In relation to validation with Formik: whilst not required, Yup is supported by Formik for this purpose. Indeed, Yup is what is actively used by the developers of Formik. In a case where this or another third-party validation library is preferred for use with Formik, a validationSchema prop should instead be utilised in place of the validate prop for the <Formik /> component. The value that is passed to this validationSchema prop can be a function which calls this third-party library.

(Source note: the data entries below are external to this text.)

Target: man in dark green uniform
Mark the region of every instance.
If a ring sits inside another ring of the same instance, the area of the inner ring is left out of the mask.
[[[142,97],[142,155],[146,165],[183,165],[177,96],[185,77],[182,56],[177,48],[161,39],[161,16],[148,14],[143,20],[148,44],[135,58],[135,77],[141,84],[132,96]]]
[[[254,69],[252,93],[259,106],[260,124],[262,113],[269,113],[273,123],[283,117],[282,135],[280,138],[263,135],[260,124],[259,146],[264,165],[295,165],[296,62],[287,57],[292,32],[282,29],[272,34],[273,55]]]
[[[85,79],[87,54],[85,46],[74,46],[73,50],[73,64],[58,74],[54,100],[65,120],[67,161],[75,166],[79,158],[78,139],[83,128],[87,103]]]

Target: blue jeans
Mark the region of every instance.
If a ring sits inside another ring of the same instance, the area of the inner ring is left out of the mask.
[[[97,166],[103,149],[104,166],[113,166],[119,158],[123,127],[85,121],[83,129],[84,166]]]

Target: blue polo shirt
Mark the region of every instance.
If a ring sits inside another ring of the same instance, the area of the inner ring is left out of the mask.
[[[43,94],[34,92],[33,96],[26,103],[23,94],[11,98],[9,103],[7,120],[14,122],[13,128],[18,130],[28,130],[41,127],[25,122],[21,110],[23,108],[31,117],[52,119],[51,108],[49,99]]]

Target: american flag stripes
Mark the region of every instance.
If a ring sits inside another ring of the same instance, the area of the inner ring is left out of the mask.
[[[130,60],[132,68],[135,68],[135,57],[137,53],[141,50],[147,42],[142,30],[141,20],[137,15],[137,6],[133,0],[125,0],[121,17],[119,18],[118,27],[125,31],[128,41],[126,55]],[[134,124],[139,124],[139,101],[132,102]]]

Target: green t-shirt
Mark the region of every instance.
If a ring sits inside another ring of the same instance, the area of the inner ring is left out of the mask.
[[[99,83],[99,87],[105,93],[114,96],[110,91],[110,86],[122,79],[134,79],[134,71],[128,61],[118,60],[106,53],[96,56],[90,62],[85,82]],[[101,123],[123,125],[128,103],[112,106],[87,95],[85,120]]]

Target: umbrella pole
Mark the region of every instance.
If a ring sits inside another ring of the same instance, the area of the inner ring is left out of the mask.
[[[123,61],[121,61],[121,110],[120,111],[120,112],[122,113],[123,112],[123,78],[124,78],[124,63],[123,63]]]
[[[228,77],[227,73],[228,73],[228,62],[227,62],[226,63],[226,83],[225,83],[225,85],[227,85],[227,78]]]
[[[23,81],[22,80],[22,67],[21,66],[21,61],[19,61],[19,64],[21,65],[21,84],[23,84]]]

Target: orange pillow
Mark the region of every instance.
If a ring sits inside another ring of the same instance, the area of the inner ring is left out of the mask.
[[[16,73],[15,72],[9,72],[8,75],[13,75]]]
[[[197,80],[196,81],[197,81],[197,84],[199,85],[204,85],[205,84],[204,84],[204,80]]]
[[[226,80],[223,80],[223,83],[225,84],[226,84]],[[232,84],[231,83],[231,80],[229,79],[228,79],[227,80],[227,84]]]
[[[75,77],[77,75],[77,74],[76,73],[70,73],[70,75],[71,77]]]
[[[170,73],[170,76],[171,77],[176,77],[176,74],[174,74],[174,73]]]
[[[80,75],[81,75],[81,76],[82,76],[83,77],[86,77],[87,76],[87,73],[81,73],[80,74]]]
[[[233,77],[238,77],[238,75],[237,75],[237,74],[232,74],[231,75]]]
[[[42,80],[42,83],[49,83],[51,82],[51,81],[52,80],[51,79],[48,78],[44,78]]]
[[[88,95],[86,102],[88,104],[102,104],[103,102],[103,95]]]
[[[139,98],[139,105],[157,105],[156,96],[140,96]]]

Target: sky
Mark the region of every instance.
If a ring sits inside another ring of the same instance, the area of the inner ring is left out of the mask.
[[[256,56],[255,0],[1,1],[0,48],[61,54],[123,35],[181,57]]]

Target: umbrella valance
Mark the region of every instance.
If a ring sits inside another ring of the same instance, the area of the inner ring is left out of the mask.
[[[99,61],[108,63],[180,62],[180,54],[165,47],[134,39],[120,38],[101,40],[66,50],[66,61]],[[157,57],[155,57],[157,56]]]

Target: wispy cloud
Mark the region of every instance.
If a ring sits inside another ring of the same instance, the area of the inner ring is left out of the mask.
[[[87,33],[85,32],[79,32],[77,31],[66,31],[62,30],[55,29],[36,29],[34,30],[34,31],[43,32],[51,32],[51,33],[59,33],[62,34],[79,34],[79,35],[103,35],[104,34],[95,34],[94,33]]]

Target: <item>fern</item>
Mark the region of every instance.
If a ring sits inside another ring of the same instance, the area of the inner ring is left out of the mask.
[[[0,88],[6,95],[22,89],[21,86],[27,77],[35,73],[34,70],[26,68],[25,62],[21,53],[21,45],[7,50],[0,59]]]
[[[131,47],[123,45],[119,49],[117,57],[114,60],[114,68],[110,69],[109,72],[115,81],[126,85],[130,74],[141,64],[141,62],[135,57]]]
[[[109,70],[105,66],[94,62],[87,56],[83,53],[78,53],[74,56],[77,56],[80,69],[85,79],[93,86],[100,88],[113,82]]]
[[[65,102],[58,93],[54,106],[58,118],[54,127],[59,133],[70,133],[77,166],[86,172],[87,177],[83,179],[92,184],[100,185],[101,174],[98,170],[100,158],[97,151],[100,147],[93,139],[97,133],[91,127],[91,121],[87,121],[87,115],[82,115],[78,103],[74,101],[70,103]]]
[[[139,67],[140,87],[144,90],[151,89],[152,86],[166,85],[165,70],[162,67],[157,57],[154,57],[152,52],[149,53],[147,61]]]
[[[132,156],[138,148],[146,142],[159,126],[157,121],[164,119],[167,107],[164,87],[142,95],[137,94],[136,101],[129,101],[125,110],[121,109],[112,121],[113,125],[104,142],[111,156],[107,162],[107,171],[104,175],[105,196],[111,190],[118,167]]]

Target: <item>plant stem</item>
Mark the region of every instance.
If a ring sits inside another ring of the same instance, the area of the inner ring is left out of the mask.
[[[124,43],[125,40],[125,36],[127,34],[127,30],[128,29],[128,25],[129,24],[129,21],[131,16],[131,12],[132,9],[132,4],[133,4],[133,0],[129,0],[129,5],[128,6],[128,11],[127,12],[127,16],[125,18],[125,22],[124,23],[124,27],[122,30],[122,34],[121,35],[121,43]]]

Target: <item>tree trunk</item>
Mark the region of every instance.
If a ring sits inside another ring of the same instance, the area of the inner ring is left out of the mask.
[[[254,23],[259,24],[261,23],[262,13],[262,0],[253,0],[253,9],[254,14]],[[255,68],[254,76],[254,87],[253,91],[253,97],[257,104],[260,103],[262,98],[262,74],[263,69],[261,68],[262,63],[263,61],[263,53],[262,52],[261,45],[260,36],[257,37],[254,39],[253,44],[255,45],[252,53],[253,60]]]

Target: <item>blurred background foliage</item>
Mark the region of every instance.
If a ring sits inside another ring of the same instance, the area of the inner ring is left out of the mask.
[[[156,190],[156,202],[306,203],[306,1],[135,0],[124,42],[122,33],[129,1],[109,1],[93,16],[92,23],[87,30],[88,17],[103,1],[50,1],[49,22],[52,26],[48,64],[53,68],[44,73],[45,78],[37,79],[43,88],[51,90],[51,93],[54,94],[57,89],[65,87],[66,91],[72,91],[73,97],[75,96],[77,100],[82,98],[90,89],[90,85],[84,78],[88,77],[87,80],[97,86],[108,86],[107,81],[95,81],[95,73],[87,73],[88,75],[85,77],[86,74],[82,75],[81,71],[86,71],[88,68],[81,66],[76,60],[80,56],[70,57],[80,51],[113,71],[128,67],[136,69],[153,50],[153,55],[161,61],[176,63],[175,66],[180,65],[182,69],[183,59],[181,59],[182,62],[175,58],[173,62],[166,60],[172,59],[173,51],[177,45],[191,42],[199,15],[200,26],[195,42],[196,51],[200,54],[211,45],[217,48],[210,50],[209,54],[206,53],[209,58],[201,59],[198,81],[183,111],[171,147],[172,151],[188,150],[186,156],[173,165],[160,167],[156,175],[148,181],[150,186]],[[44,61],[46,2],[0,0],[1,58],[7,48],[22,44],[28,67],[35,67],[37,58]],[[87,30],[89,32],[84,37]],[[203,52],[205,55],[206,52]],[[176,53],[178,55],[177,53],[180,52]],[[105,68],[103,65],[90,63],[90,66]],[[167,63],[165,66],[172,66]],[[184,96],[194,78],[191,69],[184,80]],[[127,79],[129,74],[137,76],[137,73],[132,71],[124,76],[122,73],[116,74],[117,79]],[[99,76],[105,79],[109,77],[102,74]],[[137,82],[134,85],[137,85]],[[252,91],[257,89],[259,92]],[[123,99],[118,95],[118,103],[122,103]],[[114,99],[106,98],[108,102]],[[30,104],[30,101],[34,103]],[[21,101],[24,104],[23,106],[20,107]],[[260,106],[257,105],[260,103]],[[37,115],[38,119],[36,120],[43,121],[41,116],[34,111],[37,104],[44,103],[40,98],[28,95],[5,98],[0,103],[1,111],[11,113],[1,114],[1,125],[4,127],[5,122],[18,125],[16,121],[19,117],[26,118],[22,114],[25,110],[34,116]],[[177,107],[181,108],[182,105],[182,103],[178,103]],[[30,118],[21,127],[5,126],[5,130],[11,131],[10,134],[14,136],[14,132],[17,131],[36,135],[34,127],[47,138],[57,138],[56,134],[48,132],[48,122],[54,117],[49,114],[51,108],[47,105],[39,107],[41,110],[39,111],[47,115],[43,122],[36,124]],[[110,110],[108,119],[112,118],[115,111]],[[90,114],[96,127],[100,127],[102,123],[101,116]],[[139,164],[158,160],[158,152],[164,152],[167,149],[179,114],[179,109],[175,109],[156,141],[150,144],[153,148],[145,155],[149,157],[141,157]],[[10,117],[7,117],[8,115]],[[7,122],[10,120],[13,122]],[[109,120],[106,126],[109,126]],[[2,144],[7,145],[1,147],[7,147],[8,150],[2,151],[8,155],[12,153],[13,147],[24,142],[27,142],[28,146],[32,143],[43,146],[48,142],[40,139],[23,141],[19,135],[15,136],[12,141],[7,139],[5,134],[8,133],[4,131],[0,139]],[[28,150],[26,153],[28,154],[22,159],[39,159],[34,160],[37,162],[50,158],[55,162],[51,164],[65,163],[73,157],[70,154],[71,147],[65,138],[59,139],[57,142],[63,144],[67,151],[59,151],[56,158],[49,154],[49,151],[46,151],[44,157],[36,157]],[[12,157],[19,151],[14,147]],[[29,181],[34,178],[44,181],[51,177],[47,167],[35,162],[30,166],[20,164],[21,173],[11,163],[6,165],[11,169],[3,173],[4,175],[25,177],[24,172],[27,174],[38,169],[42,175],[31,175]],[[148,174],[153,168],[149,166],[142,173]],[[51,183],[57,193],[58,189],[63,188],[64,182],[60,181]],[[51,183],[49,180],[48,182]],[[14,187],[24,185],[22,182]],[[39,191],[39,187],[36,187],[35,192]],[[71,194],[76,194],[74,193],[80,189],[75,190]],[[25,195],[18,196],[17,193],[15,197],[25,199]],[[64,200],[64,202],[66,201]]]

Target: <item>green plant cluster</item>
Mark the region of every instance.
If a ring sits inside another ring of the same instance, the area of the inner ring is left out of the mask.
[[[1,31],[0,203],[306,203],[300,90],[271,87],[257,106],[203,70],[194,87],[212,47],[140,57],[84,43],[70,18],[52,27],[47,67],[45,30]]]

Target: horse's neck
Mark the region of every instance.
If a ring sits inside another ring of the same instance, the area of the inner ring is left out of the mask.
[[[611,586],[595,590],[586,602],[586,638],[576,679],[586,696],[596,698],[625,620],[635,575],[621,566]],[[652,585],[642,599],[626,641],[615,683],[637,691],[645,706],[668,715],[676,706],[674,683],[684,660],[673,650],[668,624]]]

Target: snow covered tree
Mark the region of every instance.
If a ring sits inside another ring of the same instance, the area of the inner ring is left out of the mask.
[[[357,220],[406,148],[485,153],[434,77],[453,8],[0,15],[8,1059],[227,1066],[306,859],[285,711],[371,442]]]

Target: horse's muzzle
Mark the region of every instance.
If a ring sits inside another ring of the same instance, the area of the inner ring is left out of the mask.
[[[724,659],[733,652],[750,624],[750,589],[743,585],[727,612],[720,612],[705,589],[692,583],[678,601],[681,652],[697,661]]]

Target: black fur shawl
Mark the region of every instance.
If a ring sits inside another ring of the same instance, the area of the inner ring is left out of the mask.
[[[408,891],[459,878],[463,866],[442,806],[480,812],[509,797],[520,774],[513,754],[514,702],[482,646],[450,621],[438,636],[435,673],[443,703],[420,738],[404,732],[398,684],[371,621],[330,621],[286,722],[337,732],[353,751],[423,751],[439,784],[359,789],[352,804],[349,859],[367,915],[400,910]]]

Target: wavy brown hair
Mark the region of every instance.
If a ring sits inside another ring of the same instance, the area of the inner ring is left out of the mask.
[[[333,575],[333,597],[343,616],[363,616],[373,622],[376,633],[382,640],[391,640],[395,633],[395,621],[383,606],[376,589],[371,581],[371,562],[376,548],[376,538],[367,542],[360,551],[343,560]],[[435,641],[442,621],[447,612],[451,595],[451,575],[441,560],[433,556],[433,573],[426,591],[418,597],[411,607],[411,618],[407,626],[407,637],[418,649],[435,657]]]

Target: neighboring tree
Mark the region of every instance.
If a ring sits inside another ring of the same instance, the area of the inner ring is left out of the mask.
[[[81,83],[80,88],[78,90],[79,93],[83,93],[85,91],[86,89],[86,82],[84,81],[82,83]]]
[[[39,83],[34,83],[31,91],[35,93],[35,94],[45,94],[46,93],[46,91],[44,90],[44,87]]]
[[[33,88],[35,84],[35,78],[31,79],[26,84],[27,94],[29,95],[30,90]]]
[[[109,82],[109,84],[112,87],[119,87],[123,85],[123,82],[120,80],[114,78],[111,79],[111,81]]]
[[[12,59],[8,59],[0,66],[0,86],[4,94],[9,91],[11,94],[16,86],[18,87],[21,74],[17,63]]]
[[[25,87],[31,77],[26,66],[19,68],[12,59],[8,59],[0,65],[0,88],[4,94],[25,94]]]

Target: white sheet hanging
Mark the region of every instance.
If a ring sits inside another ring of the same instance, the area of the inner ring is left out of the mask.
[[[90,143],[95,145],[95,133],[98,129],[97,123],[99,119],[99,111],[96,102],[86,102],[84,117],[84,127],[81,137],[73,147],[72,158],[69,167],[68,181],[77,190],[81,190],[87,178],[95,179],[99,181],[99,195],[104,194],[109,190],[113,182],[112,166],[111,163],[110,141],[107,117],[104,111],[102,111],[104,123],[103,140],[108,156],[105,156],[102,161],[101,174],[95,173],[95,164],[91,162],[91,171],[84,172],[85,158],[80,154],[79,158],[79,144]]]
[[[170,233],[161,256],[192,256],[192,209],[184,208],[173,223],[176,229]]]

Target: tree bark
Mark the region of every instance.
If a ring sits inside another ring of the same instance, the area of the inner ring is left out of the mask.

Formik allows for creation and configuration of a form in one single place. It prevents the unnecessary performance overhead that is associated with Redux-form by refraining from connecting form input data to the state tree and is small in size. Whilst coming with some nice features included, it allows for full customisation and compatibility with other third-party libraries, such as Yup. This ensures that one of the key attractions of React over other JavaScript libraries / frameworks is maintained: the developer is not restricted and can make his or her own decisions. And finally, the speed of developing comprehensive forms for large-scale enterprise applications is greatly increased, improving rates of throughput and sprint velocity (for those working in an agile environment).

Thus, the developmental advantages offered by Formik are substantial and as such, are matched by advantages to the business.